Wednesday, September 19, 2007

My Life in Blue

The main attraction of this week’s discussion has been the movie Ma Vie en Rose. I thought that this was a fairly fitting title seeing as Ludo was criticized for everything he did, including his choice of clothing and hair style and was brutally rebuffed for repeatedly trying to wear pink dresses. This film brought up many different topics in class, some that I had noted while watching and some that had not even occurred to me.
Something that I did notice throughout the movie was the continual reference to how the father has changed. The family members said that he worked too much and was getting “as mean as Albert.” With this in mind, I found it difficult to be quick to judge the father, hoping that the man he used to be before moving to this neighborhood and receiving such pressure at his job. This is not something that was considered among many other classmates. In the end, my hope was fulfilled and it was the father, not the originally supportive mother, who wanted Ludo to be comfortable and would love him either way.
Another topic that we didn’t get a chance to talk about in class was the outcome in the change in Ludo’s mother.
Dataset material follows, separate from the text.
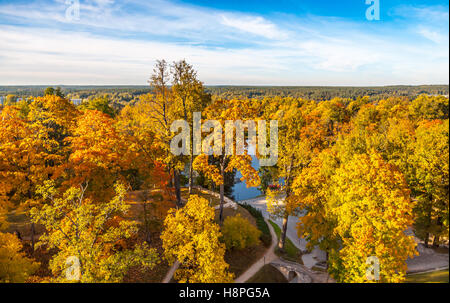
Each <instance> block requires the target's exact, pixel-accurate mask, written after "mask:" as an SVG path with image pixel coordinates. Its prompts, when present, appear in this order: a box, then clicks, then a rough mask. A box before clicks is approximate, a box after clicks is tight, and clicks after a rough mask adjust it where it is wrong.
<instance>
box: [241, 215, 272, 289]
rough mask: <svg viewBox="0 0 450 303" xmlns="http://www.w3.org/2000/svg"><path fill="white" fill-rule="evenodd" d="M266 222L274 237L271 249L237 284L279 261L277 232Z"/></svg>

After someone wrote nasty comments about being ‘bent” on the garage door, his mother transformed. She no longer wanted to wait for Ludo to find his identity, for the psychologist to talk him out of it, for everyone in the neighborhood to loosen up. The transformation quickly went beyond just an exhaustion of patience, however, as she began to openly scream at Ludo, telling him that everything was his fault. I think that his young age made him not fully resent his mother for this and almost not even understand the gravity of what she was saying, however, because when he had the choice to stay with his grandma or move away with his family, he woke up crying for his mother. Even in the new town, at the end of the movie, his mother told him he was the cause for this, the cause for their unhappiness. Lastly, she results to physical violence when she thinks he has put on a dress by choice. I think the important thing to note here is the psychological effects of her actions and how Ludo will deal with them in the future.
This is something that I think oftentimes gets overlooked when talking about intersex children is that every decision family members make, every word that they speak, will have an impact on the child. Though Ludo was only seven and may have not understood everything that was happening to him and why people refused to understand his logic, he will grow up. He will never forget the abandonment by his older brother in the locker room, his father’s clenched fists and his mother’s blame. These events will surely influence the person that Ludo grows to be and what types of things he deals with mentally later on. I think that this is something that should always be remembered, whether your child is intersex, transsexual, heterosexual or the like…the way we treat our children shapes who they will be and how they perceive things and deal with them in the future.